Wednesday, October 2, 2019

Mt. St. Helens

Sunday, May 18th, Mom and I went to church at St. Mary's in Ridgefield. It was a clear day, but kind of hazy on the horizon, so you couldn't see the mountains. After church, Mom would stay and chat with people leaving church.  I would get her keys and head out to the truck to listen to American Top 40.

It was about 11:00, and when I turned on the radio, I heard, ". . . and there are about a dozen fires burning around the base of the mountain. . . ."  I said to myself, "Er?"  I stepped out of the truck, and if I squinted my eyes, I could make out texture to the haze and clouds to the northwest. Yep, It had erupted! 

We got home just west of La Center and stayed glued to the TV for the rest of the day. The haze burned away and we had a clear view of the mountain. We had a model of the Cutty Sark on top of kind of rickety metal bookshelf.  In the afternoon, the cat would start fussing and meowing, and then this model would start to rock back and forth, tic-tic-tic.  We would run outside and see another huge plume blowing skyward.

A year or two before we had had a total solar eclipse on my Dad's birthday.  This year I joked, "Dad, Last year I got you an eclipse.  I tried to lay on an eruption for you this year, but it's harder to schedule volcanoes."

Later that summer I found work at a restaurant just off I-5 with a clear view of the mountain. Thousands would stop for a look.  There was a souvenir stand selling T-shirts, like "I made an ash of myself at Mt. St. Helens!"  My favorite was a T-shirt which had holes blowtorched into it, that read, "Mt. St. Helens Ski Team."

Friday, September 27, 2019

Arrested


I was arrested one time, when I was in the military.  I worked the night shift, got off at 7:00 am.  My best friend Jeff and I left the flightline and he wanted to stop and check his mail at the base post office.  The parking lot was full, so I pulled over and he hopped out for like 15 seconds to quick dash and check his box.  My car was in gear, my foot was on the clutch, and my passenger door was open, and this fired up skycop came over and wrote me a ticket for “parking in a non-designated parking spot.”  Fuckin’ idiot.  I gritted my teeth and bore it, but when he was done – my best friend was back in the car asking “WTF?” and the skycop was walking away.  I savagely shoved it in reverse and flipped the bird to the asshole, whose back was turned.

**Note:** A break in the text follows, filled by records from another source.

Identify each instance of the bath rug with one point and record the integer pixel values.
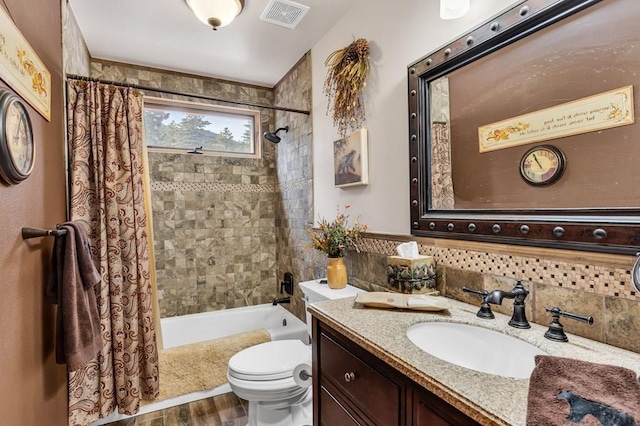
(569, 392)
(203, 365)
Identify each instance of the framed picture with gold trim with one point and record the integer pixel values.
(350, 165)
(17, 149)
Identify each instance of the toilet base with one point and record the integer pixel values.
(301, 414)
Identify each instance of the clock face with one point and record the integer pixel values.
(19, 137)
(542, 165)
(17, 150)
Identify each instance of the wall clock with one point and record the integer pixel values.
(542, 165)
(17, 150)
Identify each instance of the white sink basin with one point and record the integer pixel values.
(476, 348)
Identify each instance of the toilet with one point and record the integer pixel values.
(263, 374)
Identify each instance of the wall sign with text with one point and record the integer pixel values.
(602, 111)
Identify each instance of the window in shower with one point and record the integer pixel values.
(189, 127)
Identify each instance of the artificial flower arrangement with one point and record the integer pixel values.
(334, 237)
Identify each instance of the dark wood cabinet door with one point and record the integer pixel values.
(332, 412)
(364, 387)
(429, 410)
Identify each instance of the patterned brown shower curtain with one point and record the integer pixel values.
(105, 134)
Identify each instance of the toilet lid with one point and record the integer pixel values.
(269, 361)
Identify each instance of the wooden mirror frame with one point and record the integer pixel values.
(591, 229)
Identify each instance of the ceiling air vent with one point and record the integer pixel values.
(284, 13)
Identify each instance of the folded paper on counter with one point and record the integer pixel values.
(403, 301)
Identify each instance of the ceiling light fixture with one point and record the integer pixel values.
(216, 13)
(453, 9)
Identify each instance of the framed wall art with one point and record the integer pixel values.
(350, 165)
(22, 69)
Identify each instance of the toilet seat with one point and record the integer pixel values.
(270, 361)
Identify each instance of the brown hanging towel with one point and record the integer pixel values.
(73, 276)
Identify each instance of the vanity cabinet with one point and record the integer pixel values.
(353, 387)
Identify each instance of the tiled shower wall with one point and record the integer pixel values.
(213, 217)
(294, 177)
(188, 189)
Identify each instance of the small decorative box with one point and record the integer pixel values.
(411, 275)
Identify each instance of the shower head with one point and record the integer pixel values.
(273, 137)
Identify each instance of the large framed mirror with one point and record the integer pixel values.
(523, 131)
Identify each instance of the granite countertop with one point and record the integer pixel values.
(489, 399)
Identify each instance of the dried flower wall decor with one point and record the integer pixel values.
(348, 70)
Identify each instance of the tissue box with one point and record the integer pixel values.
(411, 275)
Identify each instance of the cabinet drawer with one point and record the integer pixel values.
(365, 388)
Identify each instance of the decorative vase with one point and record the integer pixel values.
(336, 273)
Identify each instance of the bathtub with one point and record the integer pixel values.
(182, 330)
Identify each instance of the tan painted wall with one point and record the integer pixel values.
(33, 387)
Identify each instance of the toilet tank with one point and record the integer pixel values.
(316, 292)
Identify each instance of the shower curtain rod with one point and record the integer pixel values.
(192, 95)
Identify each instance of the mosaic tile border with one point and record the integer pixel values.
(207, 186)
(602, 280)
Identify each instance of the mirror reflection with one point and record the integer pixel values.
(536, 124)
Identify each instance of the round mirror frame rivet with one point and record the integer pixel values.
(558, 231)
(599, 234)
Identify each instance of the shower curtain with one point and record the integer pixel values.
(106, 147)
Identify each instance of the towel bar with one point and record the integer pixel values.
(28, 233)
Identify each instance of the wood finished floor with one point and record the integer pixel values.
(222, 410)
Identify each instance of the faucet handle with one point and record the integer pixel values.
(485, 308)
(555, 331)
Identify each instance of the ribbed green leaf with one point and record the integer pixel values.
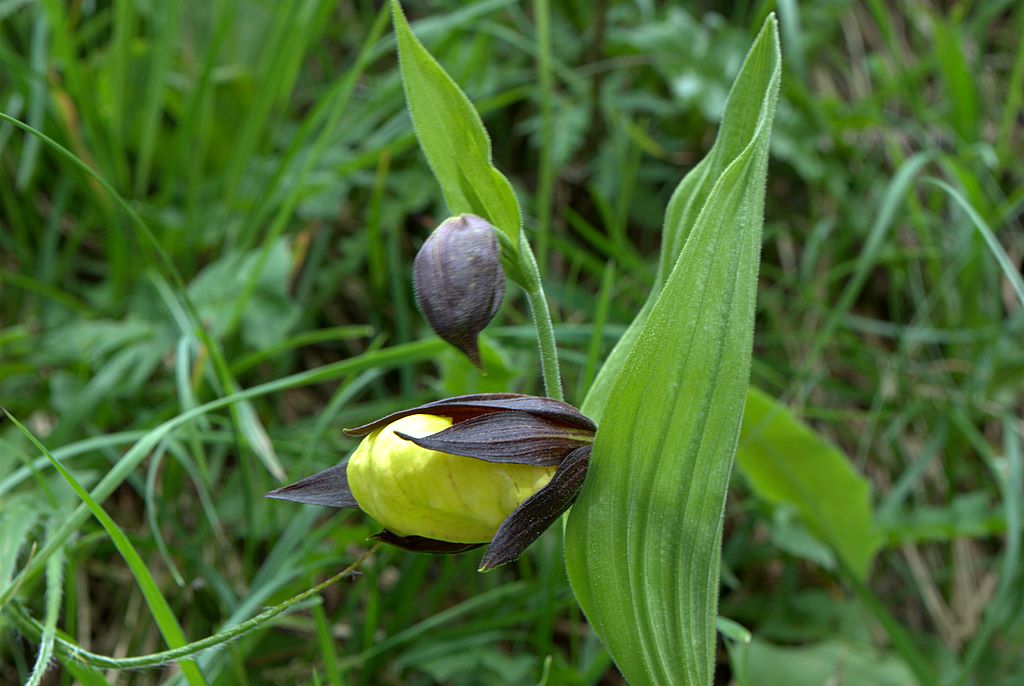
(786, 463)
(453, 138)
(643, 541)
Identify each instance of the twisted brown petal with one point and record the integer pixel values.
(511, 437)
(462, 408)
(531, 518)
(329, 487)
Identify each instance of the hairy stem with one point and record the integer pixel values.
(542, 319)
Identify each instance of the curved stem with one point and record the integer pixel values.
(542, 319)
(71, 651)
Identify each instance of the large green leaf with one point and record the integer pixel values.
(643, 541)
(786, 463)
(453, 138)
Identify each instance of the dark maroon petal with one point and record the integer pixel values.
(462, 408)
(417, 544)
(511, 437)
(531, 518)
(329, 487)
(459, 282)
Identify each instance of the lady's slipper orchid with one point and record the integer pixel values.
(452, 475)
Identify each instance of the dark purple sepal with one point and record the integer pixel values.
(463, 408)
(329, 488)
(459, 282)
(531, 518)
(418, 544)
(510, 437)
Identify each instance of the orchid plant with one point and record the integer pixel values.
(646, 459)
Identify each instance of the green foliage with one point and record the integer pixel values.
(787, 464)
(453, 138)
(208, 213)
(642, 543)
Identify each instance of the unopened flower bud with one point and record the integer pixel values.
(459, 281)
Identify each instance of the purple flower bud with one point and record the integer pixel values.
(459, 281)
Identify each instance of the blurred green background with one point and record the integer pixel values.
(264, 151)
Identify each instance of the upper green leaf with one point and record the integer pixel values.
(453, 138)
(643, 541)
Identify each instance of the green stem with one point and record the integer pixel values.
(542, 319)
(71, 651)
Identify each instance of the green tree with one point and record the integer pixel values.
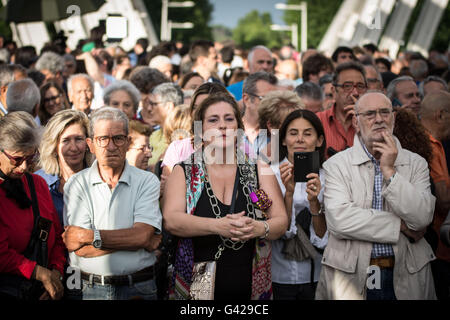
(199, 15)
(320, 15)
(254, 29)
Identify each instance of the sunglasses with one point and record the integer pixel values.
(17, 161)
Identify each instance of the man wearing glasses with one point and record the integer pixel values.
(111, 215)
(350, 83)
(378, 203)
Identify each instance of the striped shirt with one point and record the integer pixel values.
(378, 249)
(335, 134)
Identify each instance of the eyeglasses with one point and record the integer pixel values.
(370, 115)
(118, 140)
(51, 99)
(142, 148)
(17, 161)
(256, 96)
(348, 86)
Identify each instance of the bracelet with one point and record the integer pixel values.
(266, 230)
(321, 212)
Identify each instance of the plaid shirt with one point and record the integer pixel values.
(379, 249)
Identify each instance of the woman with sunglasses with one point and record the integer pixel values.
(63, 152)
(19, 267)
(53, 100)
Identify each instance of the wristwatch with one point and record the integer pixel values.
(97, 243)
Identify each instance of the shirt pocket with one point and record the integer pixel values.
(418, 255)
(342, 260)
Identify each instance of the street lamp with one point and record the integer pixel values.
(166, 32)
(303, 17)
(293, 28)
(177, 25)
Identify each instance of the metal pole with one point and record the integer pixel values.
(164, 22)
(304, 45)
(294, 35)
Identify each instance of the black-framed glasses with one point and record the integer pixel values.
(17, 161)
(256, 96)
(52, 99)
(118, 140)
(348, 86)
(142, 148)
(371, 114)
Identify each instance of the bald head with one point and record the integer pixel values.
(435, 102)
(372, 98)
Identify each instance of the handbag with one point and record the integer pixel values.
(20, 287)
(204, 273)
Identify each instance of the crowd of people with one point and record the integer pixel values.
(142, 169)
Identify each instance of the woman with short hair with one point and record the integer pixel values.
(64, 152)
(31, 263)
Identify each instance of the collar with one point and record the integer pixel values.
(359, 155)
(95, 178)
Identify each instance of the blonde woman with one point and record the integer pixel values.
(63, 152)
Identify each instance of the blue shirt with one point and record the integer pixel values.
(379, 249)
(57, 197)
(236, 90)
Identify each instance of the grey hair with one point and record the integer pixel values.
(19, 132)
(169, 92)
(371, 92)
(252, 52)
(6, 75)
(309, 90)
(391, 90)
(159, 61)
(418, 68)
(250, 82)
(79, 75)
(122, 85)
(50, 61)
(108, 113)
(23, 95)
(431, 79)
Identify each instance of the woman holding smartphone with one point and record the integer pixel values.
(296, 256)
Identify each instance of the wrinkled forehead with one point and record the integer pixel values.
(372, 101)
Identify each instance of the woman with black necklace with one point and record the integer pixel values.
(31, 249)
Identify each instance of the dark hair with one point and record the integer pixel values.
(145, 78)
(314, 64)
(199, 113)
(315, 122)
(200, 48)
(188, 76)
(342, 49)
(350, 65)
(44, 116)
(309, 90)
(412, 134)
(208, 88)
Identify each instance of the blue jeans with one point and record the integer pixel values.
(145, 290)
(386, 291)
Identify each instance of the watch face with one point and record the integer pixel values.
(97, 244)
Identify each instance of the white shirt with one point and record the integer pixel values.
(289, 271)
(90, 203)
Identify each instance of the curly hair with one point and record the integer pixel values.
(412, 134)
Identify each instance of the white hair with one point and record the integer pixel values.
(159, 61)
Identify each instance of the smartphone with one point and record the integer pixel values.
(304, 164)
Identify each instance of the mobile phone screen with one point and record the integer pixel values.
(304, 164)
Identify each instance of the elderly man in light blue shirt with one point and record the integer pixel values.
(111, 215)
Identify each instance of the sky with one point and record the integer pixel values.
(228, 12)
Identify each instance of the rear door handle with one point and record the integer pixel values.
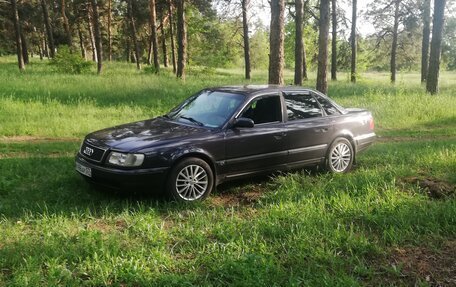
(280, 135)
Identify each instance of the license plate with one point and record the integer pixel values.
(87, 171)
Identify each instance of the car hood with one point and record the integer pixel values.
(143, 134)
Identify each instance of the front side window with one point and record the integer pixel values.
(264, 110)
(301, 106)
(327, 106)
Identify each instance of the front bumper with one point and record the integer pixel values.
(151, 178)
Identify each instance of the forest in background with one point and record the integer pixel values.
(303, 34)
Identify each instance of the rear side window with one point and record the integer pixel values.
(327, 106)
(301, 106)
(264, 110)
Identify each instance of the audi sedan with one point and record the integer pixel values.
(225, 133)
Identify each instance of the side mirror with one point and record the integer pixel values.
(243, 123)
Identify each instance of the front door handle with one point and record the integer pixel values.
(280, 135)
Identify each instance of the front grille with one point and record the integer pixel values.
(92, 152)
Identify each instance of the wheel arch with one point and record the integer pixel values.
(348, 135)
(197, 154)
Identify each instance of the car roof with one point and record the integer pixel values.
(252, 90)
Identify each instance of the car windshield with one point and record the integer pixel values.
(207, 108)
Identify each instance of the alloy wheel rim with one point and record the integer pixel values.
(191, 182)
(340, 157)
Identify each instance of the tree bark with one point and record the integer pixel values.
(426, 37)
(353, 43)
(153, 34)
(49, 32)
(171, 35)
(245, 28)
(109, 30)
(24, 47)
(66, 24)
(133, 34)
(91, 34)
(16, 21)
(276, 39)
(96, 26)
(81, 43)
(334, 41)
(163, 40)
(322, 83)
(394, 44)
(432, 83)
(181, 40)
(299, 47)
(304, 62)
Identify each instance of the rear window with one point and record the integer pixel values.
(327, 106)
(301, 106)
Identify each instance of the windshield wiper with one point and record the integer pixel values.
(192, 120)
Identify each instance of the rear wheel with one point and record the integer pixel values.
(340, 156)
(190, 180)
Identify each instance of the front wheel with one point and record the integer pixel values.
(340, 156)
(190, 180)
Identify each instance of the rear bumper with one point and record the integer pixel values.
(152, 178)
(364, 141)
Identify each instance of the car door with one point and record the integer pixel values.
(309, 130)
(261, 147)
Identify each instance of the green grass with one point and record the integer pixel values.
(305, 229)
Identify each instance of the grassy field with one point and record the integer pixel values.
(392, 221)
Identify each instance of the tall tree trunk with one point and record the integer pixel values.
(81, 43)
(91, 34)
(304, 57)
(432, 83)
(425, 41)
(181, 39)
(322, 82)
(109, 30)
(394, 44)
(133, 34)
(24, 47)
(245, 28)
(97, 32)
(49, 32)
(353, 43)
(153, 34)
(17, 30)
(66, 24)
(276, 39)
(304, 63)
(299, 47)
(128, 49)
(44, 43)
(40, 51)
(163, 39)
(334, 41)
(171, 35)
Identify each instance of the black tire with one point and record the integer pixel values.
(339, 158)
(191, 179)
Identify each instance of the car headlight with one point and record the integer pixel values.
(126, 159)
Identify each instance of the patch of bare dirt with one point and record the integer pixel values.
(104, 226)
(420, 264)
(435, 188)
(12, 139)
(248, 196)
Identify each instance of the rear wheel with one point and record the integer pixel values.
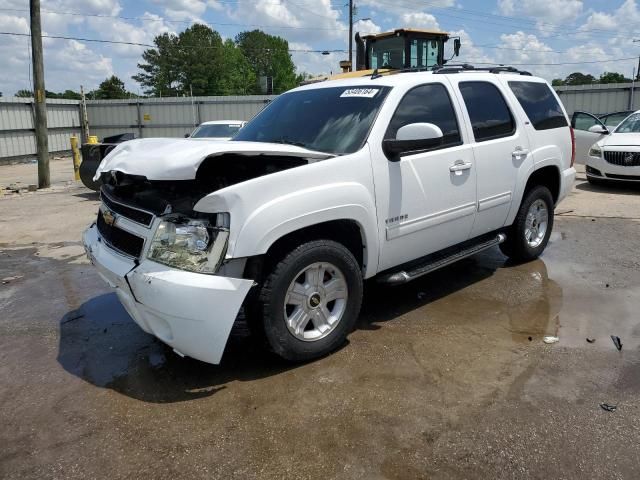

Well, his buddy – a master sergeant cop was watching and came over and read me the riot act and started quoting articles of the UCMJ at me about “provoking speech and gestures”  Like, how could I provoke the guy when his effing back was turned?  They decided to make an example of me, took me to the cop shop, read me my rights, did the whole frisk, search, process… etc. I cooperated.  As they were frisking me, the guy doing the frisking was being watched.  It was obvious he was being evaluated. An hour later I was in my squadron commander’s office, with my branch chief, Eddie Carlisle, who really didn’t need this shit. Eddie was there long before me, and I think he explained to the commander that if I copped an attitude, they could kiss their operational readiness rate good bye. They were pretty disgusted that the skycops had nothing better to do than bust the ass of tired wrench turners.  I got a “letter of admonishment”  which was the lightest tap on the wrist I could get short of ignoring me, just so they could say they did something to me at the base commander’s stand-up.  Looking back, I think Major Humphries, my CO, was a pretty right guy.